The awareness campaign also features information on 'Clare’s Law' – The Domestic Violence Disclosure Scheme which enables people to request information from the police to find out if a partner (or someone they know) has an abusive history which may put them or others at risk of abuse in their relationship. This can be particularly useful for those who recognise the signs of coercive and controlling behaviour in their relationship.

For advice and support on domestic abuse in Sussex visit our website advice pages

You can report domestic abuse online or call 101, or 999 in an emergency. We have specially trained officers who can help.

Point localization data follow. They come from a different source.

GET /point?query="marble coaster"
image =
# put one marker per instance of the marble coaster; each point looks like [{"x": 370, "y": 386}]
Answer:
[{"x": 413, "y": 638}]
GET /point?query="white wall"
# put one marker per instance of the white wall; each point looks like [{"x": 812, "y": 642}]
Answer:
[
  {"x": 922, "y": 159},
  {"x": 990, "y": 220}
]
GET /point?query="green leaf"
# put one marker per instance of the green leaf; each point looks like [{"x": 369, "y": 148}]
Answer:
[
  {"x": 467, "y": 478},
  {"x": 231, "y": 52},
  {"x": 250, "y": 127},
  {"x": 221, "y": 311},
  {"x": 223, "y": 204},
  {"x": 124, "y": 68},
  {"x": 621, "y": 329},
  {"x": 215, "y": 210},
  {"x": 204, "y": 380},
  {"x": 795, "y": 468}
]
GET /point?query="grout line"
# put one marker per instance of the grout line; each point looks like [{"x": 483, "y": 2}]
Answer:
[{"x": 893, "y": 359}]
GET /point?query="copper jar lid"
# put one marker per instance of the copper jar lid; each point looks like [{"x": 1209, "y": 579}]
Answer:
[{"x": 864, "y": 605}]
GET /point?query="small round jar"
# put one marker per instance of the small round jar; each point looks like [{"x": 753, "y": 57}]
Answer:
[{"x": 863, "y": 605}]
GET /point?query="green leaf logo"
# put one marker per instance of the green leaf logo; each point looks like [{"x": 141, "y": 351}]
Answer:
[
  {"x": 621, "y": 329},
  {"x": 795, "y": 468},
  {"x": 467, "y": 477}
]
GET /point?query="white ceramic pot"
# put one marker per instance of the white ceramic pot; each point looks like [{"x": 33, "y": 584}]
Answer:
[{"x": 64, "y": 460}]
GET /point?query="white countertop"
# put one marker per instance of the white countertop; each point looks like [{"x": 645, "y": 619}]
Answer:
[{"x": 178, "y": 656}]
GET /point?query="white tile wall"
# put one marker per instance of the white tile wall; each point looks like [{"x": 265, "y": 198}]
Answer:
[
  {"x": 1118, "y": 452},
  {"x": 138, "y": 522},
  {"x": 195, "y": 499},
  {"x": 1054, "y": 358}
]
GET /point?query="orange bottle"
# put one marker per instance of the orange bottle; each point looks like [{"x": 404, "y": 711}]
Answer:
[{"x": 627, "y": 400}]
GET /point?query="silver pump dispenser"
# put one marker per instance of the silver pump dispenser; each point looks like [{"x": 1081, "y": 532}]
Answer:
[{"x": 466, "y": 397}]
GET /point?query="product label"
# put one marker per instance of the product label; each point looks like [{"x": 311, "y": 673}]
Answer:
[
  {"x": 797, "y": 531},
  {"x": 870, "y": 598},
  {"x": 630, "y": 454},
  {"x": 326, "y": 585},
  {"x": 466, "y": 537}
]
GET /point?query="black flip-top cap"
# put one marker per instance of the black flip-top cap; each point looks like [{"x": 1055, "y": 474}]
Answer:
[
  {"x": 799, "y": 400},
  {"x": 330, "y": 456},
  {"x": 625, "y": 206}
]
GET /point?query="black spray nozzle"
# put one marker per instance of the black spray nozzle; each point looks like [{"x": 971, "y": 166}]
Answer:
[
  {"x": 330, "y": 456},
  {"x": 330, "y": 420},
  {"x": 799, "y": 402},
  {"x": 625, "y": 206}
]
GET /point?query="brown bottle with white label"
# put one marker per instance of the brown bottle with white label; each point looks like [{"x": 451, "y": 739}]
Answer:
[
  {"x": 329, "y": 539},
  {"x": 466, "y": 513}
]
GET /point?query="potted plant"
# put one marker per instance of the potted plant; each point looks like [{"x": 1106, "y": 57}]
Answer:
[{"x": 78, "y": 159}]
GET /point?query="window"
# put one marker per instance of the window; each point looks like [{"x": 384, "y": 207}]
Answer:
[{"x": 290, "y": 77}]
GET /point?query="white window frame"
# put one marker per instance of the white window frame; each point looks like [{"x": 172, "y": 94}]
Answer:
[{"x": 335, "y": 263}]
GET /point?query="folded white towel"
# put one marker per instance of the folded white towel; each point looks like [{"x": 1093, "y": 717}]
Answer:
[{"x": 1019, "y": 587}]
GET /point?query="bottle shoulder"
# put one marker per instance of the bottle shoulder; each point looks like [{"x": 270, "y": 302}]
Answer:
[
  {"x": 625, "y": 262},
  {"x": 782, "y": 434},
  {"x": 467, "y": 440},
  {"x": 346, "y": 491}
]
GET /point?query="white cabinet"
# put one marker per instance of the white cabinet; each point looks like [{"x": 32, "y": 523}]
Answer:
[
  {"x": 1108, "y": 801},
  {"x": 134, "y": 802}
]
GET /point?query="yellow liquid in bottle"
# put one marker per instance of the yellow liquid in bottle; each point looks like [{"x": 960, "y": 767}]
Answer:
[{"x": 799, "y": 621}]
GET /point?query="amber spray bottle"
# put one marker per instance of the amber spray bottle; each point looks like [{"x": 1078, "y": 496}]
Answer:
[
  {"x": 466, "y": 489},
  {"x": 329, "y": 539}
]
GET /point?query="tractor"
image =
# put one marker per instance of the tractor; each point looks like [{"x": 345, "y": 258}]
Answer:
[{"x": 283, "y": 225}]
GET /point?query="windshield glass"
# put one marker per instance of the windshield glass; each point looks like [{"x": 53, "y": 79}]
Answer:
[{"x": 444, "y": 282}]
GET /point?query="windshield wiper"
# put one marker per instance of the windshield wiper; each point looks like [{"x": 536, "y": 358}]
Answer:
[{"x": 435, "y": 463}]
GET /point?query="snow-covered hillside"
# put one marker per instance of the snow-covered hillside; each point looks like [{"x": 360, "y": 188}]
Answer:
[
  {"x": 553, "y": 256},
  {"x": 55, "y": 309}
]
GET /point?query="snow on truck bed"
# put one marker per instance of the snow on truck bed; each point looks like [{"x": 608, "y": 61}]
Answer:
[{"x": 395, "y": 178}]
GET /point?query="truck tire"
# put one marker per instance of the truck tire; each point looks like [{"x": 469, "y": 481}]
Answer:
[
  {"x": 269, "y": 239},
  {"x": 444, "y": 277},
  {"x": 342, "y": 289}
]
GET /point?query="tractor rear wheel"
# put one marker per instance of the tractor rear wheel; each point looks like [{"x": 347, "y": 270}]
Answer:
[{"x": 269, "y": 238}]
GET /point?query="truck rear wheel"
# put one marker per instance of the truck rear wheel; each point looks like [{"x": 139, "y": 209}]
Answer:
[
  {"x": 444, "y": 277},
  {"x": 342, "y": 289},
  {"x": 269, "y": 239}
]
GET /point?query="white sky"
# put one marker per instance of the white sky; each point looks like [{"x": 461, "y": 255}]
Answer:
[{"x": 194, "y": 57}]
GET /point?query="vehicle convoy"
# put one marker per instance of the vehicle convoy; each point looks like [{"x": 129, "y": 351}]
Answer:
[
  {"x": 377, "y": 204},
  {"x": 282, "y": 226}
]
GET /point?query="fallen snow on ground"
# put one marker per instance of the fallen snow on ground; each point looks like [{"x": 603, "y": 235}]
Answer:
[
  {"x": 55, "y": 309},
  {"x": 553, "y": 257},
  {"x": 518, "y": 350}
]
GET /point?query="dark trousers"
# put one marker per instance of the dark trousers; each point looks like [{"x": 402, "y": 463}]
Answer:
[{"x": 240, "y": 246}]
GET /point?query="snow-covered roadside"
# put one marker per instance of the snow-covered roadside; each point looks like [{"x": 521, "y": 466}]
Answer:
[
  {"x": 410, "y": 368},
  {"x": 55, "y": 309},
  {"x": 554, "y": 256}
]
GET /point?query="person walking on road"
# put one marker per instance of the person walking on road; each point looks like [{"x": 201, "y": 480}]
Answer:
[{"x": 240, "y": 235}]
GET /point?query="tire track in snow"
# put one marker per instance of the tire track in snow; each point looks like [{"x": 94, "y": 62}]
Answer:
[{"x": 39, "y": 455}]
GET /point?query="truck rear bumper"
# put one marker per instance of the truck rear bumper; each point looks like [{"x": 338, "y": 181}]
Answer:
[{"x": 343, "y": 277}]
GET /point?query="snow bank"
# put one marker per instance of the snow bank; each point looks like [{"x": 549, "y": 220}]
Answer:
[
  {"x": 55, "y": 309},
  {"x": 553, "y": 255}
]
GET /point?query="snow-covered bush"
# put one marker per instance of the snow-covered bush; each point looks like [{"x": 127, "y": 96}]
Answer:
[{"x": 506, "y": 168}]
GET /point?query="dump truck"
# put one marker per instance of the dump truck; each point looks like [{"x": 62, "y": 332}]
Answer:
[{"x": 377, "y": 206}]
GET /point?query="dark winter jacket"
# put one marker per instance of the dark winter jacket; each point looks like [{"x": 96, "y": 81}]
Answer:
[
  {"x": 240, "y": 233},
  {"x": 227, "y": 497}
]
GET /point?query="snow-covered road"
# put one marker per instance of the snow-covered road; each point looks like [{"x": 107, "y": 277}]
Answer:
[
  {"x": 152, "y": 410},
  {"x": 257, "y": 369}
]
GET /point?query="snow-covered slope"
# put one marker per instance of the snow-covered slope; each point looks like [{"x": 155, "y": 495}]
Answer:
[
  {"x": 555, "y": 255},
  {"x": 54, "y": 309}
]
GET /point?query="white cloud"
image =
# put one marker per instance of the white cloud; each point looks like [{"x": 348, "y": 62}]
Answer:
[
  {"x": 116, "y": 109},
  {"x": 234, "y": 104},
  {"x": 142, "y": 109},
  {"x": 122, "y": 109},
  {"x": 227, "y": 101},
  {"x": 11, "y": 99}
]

Sussex Police has domestic abuse case workers embedded the six Safeguarding Investigation Units. and also works closely with partner agencies to ensure any victim of domestic abuse gets the support that they need.

This includes: 

Support and safety advice from Victim Support

Local Independent Domestic Violence Advocacy (IDVA) services who provide independent and impartial support for victims at significant risk.

Refuge services who can provide emergency accommodation for victims of domestic abuse.

You will be supported throughout the whole police investigation and given further support if the case goes to court.

Ongoing support can be provided by partner agencies. The Safe Space Sussex website provides details of local agencies that can support victims of domestic abuse.

Refuge provide a freephone 24 hour domestic violence helpline. There are specialist services for male victims of domestic abuse nationwide, such as Men's Advice Line. Locally, male victims can get specialist help and advice from The Portal (East Sussex and Brighton & Hove) and Worth Services (West Sussex).

Perpetrators of Domestic Abuse - Respect provides a confidential and anonymous helpline for anyone who is concerned that their behaviour is abusive or violent towards their partner, ex-partner or family member. Their helpline is 0808 802 4040.